NEW YORK—September is Healthy Aging Month, 30 days dedicated to promoting healthy habits as people age. Staying healthy as you get older is an all hands on deck activity, of course, involving healthy eating, regular exercise, visits to the doctor, and keeping your eye health at the forefront of your mind. Older adults are at higher risk for a number of eye diseases including AMD, glaucoma and cataract, but, as the National Eye Institute (NEI) said, “getting older does not have to mean losing your vision.” As members of the eyecare community it is part of our duties this month to make that reminder clear—and to ensure older adults have all the resources they need to keep their eyes healthy as they age.

Preventing vision loss in older adults is a crucial step toward keeping everyone healthy, and that starts with education. The NEI has made many resources available for free online, including videos and webinars, articles and fact sheets, social media copy, a toolkit to help lead a presentation and infographics and infocards that can be shared online.

All of these resources are available on the NEI’s Healthy Aging Month page, which also provides a helpful guide for older adults who would like to talk to their ECP about AMD. From information about AMD to questions for the ECP to a symptom tracker, this guide helps your patients understand their eye health—and helps you be even more effective when treating them.

For ECPs who want to reach beyond their own office and social media pages, the NEI also offers a toolkit to help you work with local media, including articles and tips that ECPs can use to collaborate with local newspapers, radio stations or TV networks. Building these media partnerships is a great way to spread the word about eye health and your practice—and it also helps smaller, independent ECPs create an even stronger presence in their community.

Because the NEI is a government entity, the vast majority of its content is public domain—or free to use, as long as you write or mention. “Courtesy: National Eye Institute, National Institutes of Health (NEI/NIH).” The NEI has a detailed copyright policy online, for any tricky situations you might encounter.

In addition to eyecare, Healthy Aging Month aims to spread awareness about aging and how we treat older adults across the board. Earlier this month, the Office of Disease Prevention and Health Promotion’s director RDML Paul Reed, MD, spoke with Patricia D’Antonio, executive director for the National Center to Reframe Aging, to discuss ageism and how it affects all of us.

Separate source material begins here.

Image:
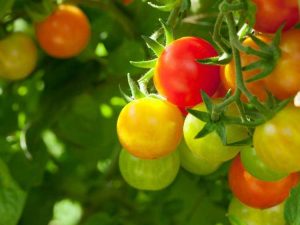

D’Antonio said, “When we think about definitions of ageism, it goes a little more deeply to think about not only the external ageism that we may experience, but our own internalized ageism. It’s a constant battle, and one that really has health implications for us all.” A full recording of their conversation about aging and ageism is available on the ODPHP’s website.

Health.gov also provides Move Your Way, a resource to help older adults get the physical activity they need to stay healthy. This resource includes an interactive tool that allows users to build a personalized weekly activity plan.

Healthy Aging Month is a wide-spanning, important month of action—one that our eyecare community is a central tenant of. From educating patients to treating eye diseases, there is almost no shortage of the difference ECPs can make this September.

The NEI provides a number fact sheets that ECPs can print out and provide to patients to educate them about how vision changes with age. These fact sheets cover AMD, cataract, changing vision, the importance of dilated eye exams, disease prevention and many more. They are available in English and Spanish.




The NEI has also created social media graphics that are free to share. These graphics can be used on Instagram, Twitter, LinkedIn, Facebook or any other social media, and touch upon all aspects of healthy aging. On another page, the NEI has complied potential captions to use with these graphics.



Video resources are also available in English and Spanish. These include simple explanations of age-related eye diseases and conditions, as well as patient testimonials.